Mental Health Access Falls Short

About 137 million Americans, roughly 40% of the population, live in an area formally designated as a Mental Health Professional Shortage Area. That means there aren’t enough psychiatrists, psychologists, or licensed counselors to serve the local population. In many of these areas, the nearest mental health provider is hours away, and wait times for a new patient appointment can stretch to months.

The shortage is especially acute for children, people in rural areas, and those on Medicaid. Telehealth has expanded access somewhat, but it doesn’t work for everyone, particularly people without reliable internet, those in crisis, or patients who need more intensive treatment. The result is that millions of people who need mental healthcare simply don’t get it, or they end up in emergency rooms that aren’t designed to help them.

Medical Errors Remain Common

Preventable medical errors are now considered the third leading cause of death in the United States. Estimates suggest that roughly 400,000 hospitalized patients experience some form of preventable harm each year, and over 200,000 patient deaths annually are attributed to these errors. Diagnostic errors alone cause the death or serious injury of 40,000 to 80,000 patients every year.

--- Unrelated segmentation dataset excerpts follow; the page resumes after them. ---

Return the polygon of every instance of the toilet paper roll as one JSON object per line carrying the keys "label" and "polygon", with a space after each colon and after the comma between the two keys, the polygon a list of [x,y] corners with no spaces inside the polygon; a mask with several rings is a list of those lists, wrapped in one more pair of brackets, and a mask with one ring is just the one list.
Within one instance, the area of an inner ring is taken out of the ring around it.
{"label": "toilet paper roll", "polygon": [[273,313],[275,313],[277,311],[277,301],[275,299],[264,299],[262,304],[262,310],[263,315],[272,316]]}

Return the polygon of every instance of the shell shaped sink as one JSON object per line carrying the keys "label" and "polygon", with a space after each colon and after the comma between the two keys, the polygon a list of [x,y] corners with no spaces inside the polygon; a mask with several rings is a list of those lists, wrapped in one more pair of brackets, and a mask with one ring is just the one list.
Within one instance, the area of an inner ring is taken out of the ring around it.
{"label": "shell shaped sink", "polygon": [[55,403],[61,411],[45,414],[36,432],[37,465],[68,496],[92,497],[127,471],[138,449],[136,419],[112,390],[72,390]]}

These aren’t just dramatic surgical mistakes. Most errors involve miscommunication during handoffs between providers, medication mix-ups, infections acquired in the hospital, or delayed diagnoses. Many are systemic problems rather than individual failures. Understaffed units, fragmented medical records, and time pressure all contribute. Patient safety has improved in specific areas over the past two decades, but the overall scope of preventable harm remains enormous.

Technology Adoption Is Slow and Uneven

Artificial intelligence and other digital tools have enormous potential to improve diagnosis, reduce errors, and make care more efficient. But healthcare has been slow to adopt them. One of the biggest barriers is that hospital data systems often can’t talk to each other. When systems aren’t compatible, AI results sometimes have to be printed out and carried manually through a workflow, defeating the purpose of automation.

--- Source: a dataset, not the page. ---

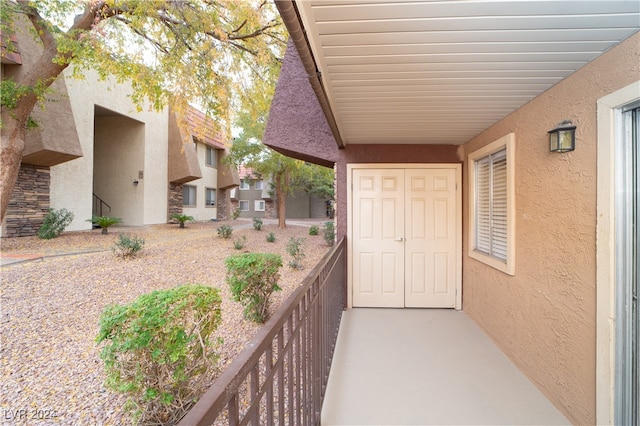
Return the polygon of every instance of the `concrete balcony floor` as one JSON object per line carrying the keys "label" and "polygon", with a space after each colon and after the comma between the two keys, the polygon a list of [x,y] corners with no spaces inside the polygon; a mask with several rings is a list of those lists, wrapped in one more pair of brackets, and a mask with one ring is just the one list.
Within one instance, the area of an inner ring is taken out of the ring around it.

Data quality is another obstacle. Healthcare records are frequently incomplete, outdated, stored in inconsistent formats, or missing information about certain patient groups entirely. That last point matters because AI trained on biased data can produce biased results, potentially worsening the disparities that already exist. Privacy regulations add another layer of complexity, making it difficult to aggregate the large datasets that AI systems need to perform well. And many clinicians worry that AI-driven care could feel impersonal, relying on patterns from other patients’ data rather than treating the individual in front of them.

Drug Shortages Affect Treatment

As of early 2025, there are 216 active drug shortages in the United States. While that’s down from an all-time high of 323 in early 2024, it still means hundreds of medications are difficult or impossible to obtain at any given time. Fifteen percent of those shortages involve controlled substances, which include many pain medications and treatments for ADHD.

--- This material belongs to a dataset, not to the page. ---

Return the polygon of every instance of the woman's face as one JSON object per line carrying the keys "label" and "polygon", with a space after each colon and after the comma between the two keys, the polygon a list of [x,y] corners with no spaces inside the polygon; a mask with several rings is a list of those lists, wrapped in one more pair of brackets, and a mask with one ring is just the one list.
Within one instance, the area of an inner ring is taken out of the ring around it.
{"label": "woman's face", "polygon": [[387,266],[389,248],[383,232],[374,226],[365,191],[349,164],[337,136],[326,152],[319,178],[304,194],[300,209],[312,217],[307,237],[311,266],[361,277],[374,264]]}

Drug shortages force hospitals to ration medications, switch patients to less effective alternatives, or delay treatment altogether. The causes are varied: manufacturing problems, raw material scarcity, regulatory issues, and a market structure where low-profit generic drugs have few manufacturers. For patients, a shortage can mean the difference between a well-managed condition and a medical crisis. The problem is especially acute for cancer treatments, anesthetics, and injectable medications that have no easy substitutes.